For years, company directors were shielded under the blanket of limited liability for a company’s debts. While in principle, directors are protected by this blanket, in practice however company directors usually fall into a handful of liability traps.
It is quite rare for a company to enter into an agreement or debt without a personal guarantee from the company directors. Unfortunately, by personally guaranteeing a debt, company directors expose themselves to now being directly liable for the company’s debts.
Other traps for directors include insolvent trading, director’s duties, director penalty notices (DPNs), director loan accounts, indemnity provisions to the Australian Taxation Office (ATO) and the inability to distinguish between the company’s and director’s finances.
Insolvent trading and director’s duties
Under s588G of the Corporations Act (Act) directors have a positive duty to prevent the company trading while insolvent. If the duty is breached, directors can be pursued and are personally liable for the value of the debts incurred (ss588J and 588M). In the event the debts are incurred dishonestly, criminal liability will also arise.
Furthermore, under the Act and in common law, directors in Australia owe the company a number of core duties.
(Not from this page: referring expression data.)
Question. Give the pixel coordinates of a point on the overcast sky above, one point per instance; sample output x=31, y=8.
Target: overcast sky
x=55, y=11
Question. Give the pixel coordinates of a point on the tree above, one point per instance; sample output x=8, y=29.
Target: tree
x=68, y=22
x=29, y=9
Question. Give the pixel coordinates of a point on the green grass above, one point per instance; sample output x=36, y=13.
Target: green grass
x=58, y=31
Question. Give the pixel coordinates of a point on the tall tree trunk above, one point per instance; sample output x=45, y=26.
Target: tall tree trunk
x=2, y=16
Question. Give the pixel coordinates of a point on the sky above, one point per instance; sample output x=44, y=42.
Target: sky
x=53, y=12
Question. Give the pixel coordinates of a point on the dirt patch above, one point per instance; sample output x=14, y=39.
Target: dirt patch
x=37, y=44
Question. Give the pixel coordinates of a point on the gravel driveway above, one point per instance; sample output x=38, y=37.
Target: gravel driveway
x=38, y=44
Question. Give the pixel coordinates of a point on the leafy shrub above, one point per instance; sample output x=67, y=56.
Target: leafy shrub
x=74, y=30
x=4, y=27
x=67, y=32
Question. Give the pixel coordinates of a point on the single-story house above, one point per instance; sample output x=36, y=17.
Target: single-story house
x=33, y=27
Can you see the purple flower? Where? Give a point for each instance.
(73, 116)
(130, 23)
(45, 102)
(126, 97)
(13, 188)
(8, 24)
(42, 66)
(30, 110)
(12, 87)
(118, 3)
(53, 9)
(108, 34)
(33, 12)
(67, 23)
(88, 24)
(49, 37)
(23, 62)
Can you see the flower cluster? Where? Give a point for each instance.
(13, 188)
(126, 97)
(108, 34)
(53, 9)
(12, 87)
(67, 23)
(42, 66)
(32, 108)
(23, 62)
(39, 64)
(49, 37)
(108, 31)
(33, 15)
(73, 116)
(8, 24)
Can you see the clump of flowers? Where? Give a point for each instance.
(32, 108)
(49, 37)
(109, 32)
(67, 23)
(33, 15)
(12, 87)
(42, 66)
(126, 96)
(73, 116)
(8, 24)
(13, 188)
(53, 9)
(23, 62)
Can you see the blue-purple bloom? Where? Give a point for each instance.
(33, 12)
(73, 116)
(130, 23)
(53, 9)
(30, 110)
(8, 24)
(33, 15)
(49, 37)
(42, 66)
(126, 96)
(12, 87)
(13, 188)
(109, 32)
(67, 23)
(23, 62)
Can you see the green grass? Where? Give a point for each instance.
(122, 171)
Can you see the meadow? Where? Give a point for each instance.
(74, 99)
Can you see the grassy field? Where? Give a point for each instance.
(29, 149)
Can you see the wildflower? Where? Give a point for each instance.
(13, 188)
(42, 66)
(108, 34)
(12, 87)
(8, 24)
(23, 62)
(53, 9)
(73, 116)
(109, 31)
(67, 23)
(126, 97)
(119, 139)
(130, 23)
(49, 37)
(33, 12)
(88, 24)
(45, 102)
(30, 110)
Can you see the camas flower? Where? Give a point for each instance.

Directors are required to act:
- with reasonable care, skill and diligence (s180);
- in good faith in the best interests of the company (s181);
- for a proper purpose (s181);
- without any conflict of duty or interest that results in a personal advantage or detriment to the company (s182); and
- without improperly using the company’s information to gain a personal advantage or cause detriment to the company (s183).
Breach of these duties may result in a number of disciplinary and or recovery actions brought against the director.
Since June 1993, the ATO has had the power to issue DPNs to company directors. What these notices mean is that if you are a director or a former director of a company which does not meet its pay as you go (PAYG) withholding, goods and services tax (GST) or super guarantee charge (SGC) obligations, the ATO may recover these amounts from you personally as a director of the company. Personal liability remains even where the company is placed into administration or liquidation.
Where a director has taken drawings from a company’s accounts, but which have not been deducted as PAYG withholding tax, the amounts drawn are recorded as a loan given to the director by the company. Director loans must be paid back, and if it is not and the company becomes insolvent, the loan is recoverable by a liquidator.
Indemnity provisions to the ATO
This is a little-known indemnity provision, but it is an automatic indemnity given by a company director to the ATO. Under s 588FGA of the Act, if a liquidator is successful in recovering an amount from the ATO due to unfair preference payments, each person who was a director of the company is liable to indemnify the ATO in respect of any loss or damage resulting from the order.
Take home message
There are many duties and liabilities imposed on company directors. The above briefly discussed a few instances where the blanket of limited liability can be removed. While the impact of COVID-19 on businesses and the ability of companies to remain solvent is greatly significant, company directors still need to adopt a thorough and careful approach to risk management, compliance, and business judgement.